Extracting data from Harry Potter with GPT-3

julia

Published

October 13, 2022

In this blog post, I’ll show how I used Julia and a GPT-3 model (via an online API) in an attempt to analyze the monetary value of items in the Harry Potter novels, and what I learned in the process.

Harry Potter and money

Anybody who has read the Harry Potter books has probably noticed how the monetary value of items in the wizarding world is a bit… inconsistent at times. For example, the Weasley family has only a single gold coin in their vault, while a wand costs seven Galleons, and special fireworks from the Weasley twins in the later books ten Galleons. We don’t know how much time or effort it takes to make a wand, but probably more than mass produced fireworks, and I hope the Weasleys would have been able to afford food and clothes equaling fireworks in value.

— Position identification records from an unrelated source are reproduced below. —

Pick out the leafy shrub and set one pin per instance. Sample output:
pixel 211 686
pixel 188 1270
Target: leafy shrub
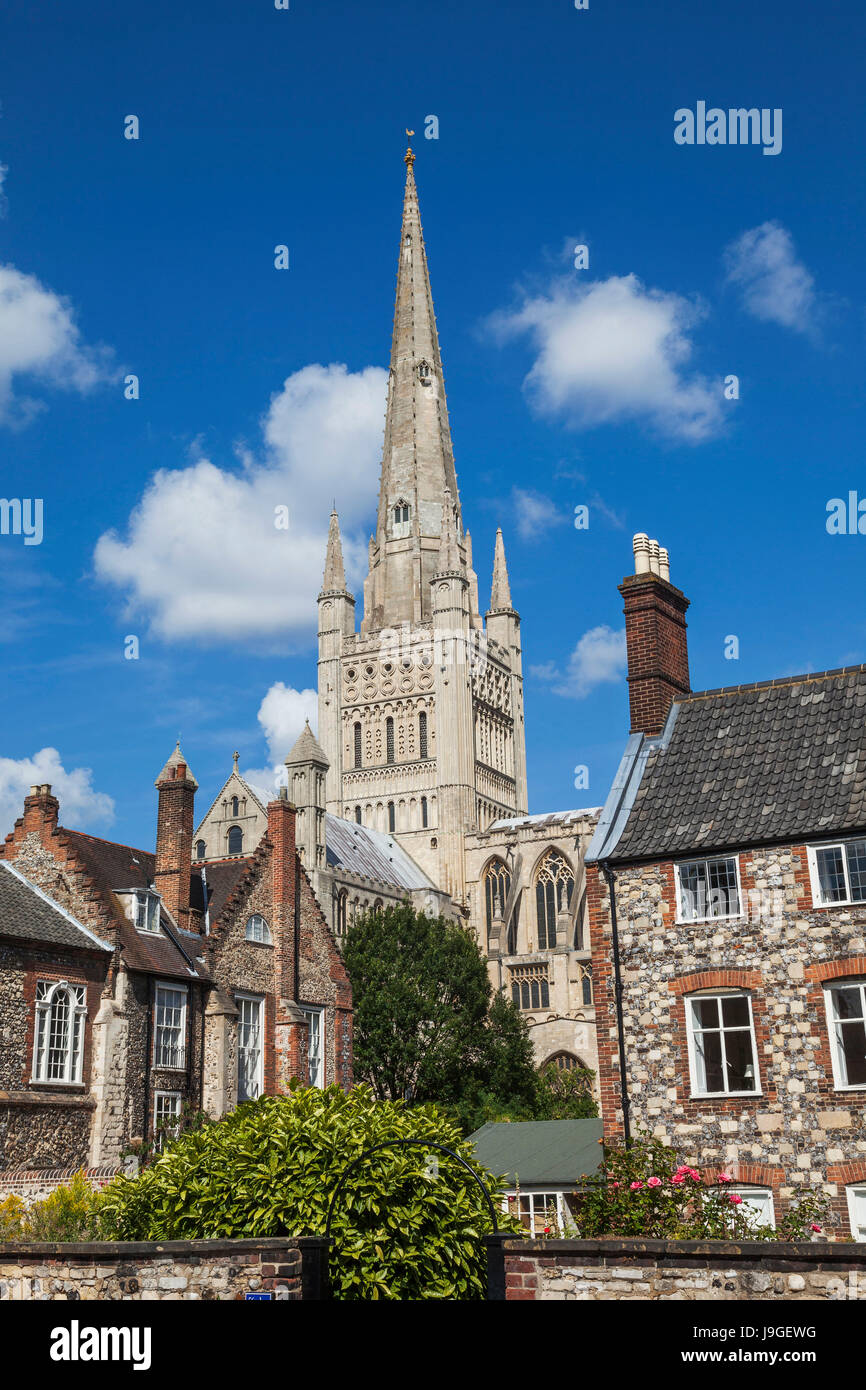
pixel 405 1226
pixel 11 1218
pixel 70 1212
pixel 645 1191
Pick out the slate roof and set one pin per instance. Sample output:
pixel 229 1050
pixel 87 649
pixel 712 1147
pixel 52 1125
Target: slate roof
pixel 371 855
pixel 773 762
pixel 540 1151
pixel 28 913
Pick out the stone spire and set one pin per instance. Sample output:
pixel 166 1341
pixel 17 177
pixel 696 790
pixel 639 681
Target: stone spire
pixel 334 578
pixel 417 460
pixel 501 590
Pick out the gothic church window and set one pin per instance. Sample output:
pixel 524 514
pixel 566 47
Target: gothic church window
pixel 235 840
pixel 553 887
pixel 60 1030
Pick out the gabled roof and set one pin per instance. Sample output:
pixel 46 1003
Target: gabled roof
pixel 540 1151
pixel 773 762
pixel 28 913
pixel 371 855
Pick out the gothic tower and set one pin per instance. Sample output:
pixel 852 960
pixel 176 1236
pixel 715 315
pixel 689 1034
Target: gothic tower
pixel 420 713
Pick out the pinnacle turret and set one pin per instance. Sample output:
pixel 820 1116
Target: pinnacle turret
pixel 501 590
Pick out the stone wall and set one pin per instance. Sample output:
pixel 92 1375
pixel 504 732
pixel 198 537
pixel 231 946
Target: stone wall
pixel 674 1271
pixel 177 1269
pixel 797 1133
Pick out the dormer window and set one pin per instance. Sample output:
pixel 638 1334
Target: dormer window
pixel 401 519
pixel 146 911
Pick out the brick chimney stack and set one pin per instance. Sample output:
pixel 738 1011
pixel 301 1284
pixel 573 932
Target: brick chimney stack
pixel 41 809
pixel 655 637
pixel 177 788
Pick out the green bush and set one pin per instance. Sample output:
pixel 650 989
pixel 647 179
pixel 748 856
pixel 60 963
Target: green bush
pixel 407 1223
pixel 644 1191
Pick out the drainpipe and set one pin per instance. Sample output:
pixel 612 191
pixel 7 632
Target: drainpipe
pixel 617 994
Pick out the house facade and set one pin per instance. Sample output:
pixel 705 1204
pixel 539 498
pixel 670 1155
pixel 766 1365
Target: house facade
pixel 726 888
pixel 138 984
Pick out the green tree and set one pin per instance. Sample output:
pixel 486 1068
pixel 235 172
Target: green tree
pixel 406 1225
pixel 427 1023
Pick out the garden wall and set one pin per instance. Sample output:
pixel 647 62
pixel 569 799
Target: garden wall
pixel 175 1269
pixel 673 1269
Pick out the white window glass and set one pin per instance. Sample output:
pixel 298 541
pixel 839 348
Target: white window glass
pixel 756 1205
pixel 722 1044
pixel 708 888
pixel 60 1032
pixel 249 1048
pixel 316 1048
pixel 170 1026
pixel 838 872
pixel 148 911
pixel 847 1025
pixel 257 929
pixel 856 1211
pixel 166 1116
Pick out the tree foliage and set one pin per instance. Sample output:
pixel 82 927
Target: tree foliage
pixel 406 1225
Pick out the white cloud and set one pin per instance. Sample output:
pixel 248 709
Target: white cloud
pixel 774 285
pixel 598 659
pixel 79 804
pixel 282 713
pixel 612 350
pixel 39 339
pixel 534 513
pixel 202 556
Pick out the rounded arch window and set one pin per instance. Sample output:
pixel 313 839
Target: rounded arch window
pixel 235 840
pixel 553 888
pixel 257 929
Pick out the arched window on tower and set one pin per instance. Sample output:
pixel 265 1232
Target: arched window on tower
pixel 553 888
pixel 496 887
pixel 235 840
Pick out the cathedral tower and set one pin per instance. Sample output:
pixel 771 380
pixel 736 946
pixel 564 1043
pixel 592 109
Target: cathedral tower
pixel 420 715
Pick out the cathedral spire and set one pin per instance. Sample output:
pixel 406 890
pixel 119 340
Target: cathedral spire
pixel 334 578
pixel 501 590
pixel 417 459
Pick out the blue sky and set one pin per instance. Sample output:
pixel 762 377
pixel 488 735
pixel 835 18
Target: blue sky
pixel 260 387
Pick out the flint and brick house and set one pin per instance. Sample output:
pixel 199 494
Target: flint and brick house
pixel 135 984
pixel 733 852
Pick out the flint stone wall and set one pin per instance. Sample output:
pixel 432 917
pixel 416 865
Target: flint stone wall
pixel 174 1269
pixel 674 1271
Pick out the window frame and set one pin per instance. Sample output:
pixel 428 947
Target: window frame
pixel 177 988
pixel 77 1002
pixel 316 1011
pixel 242 997
pixel 815 876
pixel 159 1136
pixel 706 861
pixel 836 1055
pixel 852 1193
pixel 695 1093
pixel 266 940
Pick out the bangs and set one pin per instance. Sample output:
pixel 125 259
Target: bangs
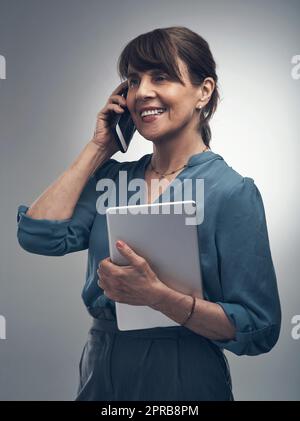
pixel 153 50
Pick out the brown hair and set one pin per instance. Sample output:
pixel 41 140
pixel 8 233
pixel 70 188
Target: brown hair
pixel 159 49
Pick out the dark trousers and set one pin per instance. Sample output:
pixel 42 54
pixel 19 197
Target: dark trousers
pixel 163 364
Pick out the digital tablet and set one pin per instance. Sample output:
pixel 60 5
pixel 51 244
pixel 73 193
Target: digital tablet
pixel 160 233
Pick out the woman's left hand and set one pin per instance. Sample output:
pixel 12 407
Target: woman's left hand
pixel 135 284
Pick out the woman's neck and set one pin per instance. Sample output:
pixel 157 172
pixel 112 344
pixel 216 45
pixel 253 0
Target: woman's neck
pixel 168 156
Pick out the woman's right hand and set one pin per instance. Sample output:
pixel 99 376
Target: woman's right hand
pixel 103 135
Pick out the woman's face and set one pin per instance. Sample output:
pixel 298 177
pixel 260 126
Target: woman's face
pixel 156 89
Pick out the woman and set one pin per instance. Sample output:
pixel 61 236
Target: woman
pixel 171 69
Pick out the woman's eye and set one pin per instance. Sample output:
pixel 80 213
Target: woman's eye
pixel 160 77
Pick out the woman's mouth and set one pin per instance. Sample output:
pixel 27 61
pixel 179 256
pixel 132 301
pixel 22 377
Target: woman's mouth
pixel 152 116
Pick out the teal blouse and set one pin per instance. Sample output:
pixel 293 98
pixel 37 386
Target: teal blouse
pixel 237 268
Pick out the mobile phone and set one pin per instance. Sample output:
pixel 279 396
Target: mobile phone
pixel 123 127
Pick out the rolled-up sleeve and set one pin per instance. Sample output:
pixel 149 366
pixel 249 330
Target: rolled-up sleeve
pixel 59 237
pixel 247 275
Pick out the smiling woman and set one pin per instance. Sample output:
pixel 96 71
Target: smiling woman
pixel 173 58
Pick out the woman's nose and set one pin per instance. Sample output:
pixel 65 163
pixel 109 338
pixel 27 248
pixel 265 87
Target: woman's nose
pixel 145 90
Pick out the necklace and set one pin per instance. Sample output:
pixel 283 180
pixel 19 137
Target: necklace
pixel 162 175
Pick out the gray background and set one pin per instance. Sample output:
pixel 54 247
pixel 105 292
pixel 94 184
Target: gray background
pixel 61 67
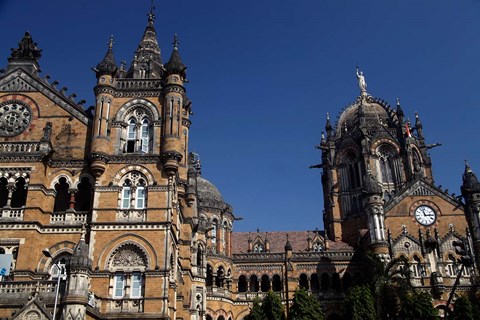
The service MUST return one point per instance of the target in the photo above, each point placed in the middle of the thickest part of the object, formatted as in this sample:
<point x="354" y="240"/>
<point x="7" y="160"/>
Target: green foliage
<point x="270" y="308"/>
<point x="418" y="305"/>
<point x="359" y="304"/>
<point x="305" y="307"/>
<point x="256" y="313"/>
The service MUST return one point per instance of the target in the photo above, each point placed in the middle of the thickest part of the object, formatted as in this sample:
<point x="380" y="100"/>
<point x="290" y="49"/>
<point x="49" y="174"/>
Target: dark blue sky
<point x="263" y="74"/>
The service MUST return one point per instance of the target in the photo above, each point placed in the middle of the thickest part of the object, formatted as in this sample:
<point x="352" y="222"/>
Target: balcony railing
<point x="12" y="214"/>
<point x="132" y="215"/>
<point x="69" y="217"/>
<point x="125" y="305"/>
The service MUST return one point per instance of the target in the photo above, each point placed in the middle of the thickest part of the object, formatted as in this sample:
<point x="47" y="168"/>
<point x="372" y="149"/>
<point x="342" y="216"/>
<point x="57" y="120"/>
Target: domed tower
<point x="471" y="194"/>
<point x="368" y="157"/>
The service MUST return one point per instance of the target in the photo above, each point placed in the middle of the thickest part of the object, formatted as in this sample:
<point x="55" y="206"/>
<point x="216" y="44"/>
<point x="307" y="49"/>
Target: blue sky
<point x="263" y="74"/>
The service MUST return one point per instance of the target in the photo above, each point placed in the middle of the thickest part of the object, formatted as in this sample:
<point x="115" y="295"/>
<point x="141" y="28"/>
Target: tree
<point x="256" y="313"/>
<point x="359" y="304"/>
<point x="272" y="307"/>
<point x="418" y="306"/>
<point x="305" y="307"/>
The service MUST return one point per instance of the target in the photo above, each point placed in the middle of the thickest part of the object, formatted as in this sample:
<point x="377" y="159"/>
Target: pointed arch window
<point x="138" y="131"/>
<point x="134" y="193"/>
<point x="388" y="165"/>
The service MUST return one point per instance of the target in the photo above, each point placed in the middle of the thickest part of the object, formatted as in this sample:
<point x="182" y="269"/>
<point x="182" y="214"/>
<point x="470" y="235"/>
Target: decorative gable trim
<point x="20" y="81"/>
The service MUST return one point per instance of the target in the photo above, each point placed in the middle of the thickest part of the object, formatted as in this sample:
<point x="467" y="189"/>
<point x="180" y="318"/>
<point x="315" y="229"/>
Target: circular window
<point x="15" y="117"/>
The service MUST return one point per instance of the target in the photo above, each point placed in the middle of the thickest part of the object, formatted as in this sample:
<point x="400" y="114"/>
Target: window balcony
<point x="132" y="215"/>
<point x="69" y="217"/>
<point x="11" y="214"/>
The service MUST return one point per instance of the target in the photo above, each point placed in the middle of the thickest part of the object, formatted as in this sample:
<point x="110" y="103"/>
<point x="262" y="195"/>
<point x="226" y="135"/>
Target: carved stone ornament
<point x="15" y="117"/>
<point x="129" y="255"/>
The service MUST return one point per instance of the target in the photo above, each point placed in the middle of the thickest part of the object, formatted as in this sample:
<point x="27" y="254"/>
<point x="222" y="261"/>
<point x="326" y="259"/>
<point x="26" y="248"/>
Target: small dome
<point x="375" y="111"/>
<point x="208" y="194"/>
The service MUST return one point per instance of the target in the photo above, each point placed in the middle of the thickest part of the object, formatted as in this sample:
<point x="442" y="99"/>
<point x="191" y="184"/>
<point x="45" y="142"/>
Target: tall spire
<point x="25" y="56"/>
<point x="175" y="64"/>
<point x="108" y="64"/>
<point x="147" y="62"/>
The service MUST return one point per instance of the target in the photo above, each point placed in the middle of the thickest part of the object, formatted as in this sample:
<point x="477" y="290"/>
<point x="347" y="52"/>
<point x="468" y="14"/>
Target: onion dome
<point x="368" y="110"/>
<point x="107" y="66"/>
<point x="470" y="180"/>
<point x="80" y="257"/>
<point x="25" y="56"/>
<point x="175" y="64"/>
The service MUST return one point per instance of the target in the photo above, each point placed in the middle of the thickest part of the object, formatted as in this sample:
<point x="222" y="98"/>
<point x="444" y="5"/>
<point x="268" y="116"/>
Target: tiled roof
<point x="277" y="239"/>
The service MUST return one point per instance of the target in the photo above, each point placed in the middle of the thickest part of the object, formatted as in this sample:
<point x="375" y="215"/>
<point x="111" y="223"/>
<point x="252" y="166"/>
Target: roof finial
<point x="175" y="41"/>
<point x="361" y="83"/>
<point x="151" y="15"/>
<point x="110" y="42"/>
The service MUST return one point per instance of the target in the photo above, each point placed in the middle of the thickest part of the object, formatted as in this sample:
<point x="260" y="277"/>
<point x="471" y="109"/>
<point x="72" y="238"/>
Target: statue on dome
<point x="361" y="82"/>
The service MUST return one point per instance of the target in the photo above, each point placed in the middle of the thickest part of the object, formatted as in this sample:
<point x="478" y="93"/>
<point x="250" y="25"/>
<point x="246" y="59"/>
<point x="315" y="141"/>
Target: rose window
<point x="14" y="118"/>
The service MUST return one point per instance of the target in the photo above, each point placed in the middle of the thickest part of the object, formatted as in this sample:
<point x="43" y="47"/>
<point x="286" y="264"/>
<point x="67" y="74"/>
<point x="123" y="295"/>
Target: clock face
<point x="14" y="118"/>
<point x="425" y="215"/>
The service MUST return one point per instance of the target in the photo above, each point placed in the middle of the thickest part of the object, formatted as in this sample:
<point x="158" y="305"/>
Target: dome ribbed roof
<point x="208" y="194"/>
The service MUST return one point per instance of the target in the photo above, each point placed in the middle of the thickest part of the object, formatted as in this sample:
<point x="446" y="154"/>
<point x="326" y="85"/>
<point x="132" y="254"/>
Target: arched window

I have sometimes wondered about how inconsistent the books really are in this point. So I wanted to visualize how the value of items mentioned across the books develops over time, because my hypothesis was that J.K. Rowling might have added more and more expensive things while she was writing, just to contrast them against previously introduced items. For example, something relatively expensive in the first book (the wand) looks very cheap compared to later items (the fireworks).

My initial plan for this exercise was to extract all prices from the books and plot them over time (position in the books) or in a sorted bar graph on a logarithmic axis to related all the things you could buy in the wizarding world. However, I never got there because the more interesting part proved to be how to assemble the list of items of value in the first place, without manually going through all the books.

(In the end, I could have just googled anyway, and would have found the table on this page, but that would not have been as much fun!)

Preparing the data

First of all, I downloaded the Harry Potter plain text corpora from kaggle.com and extracted them into a folder, deleting the attached list of characters.

Then, I loaded all seven of them into a string:

using DataFrames
using JSON3
using HTTP
using CSV
using Chain
using DataFrameMacros


corpus = @chain begin
    readdir("archive", join = true)
    read.(String)
    join
    replace(r"(\n *){2,}" => "\n")
    replace(r"^Page \|.*$"m => "")
end

The last two replace calls remove superfluous line breaks and page number annotations. With that, I had a reasonably clean starting point.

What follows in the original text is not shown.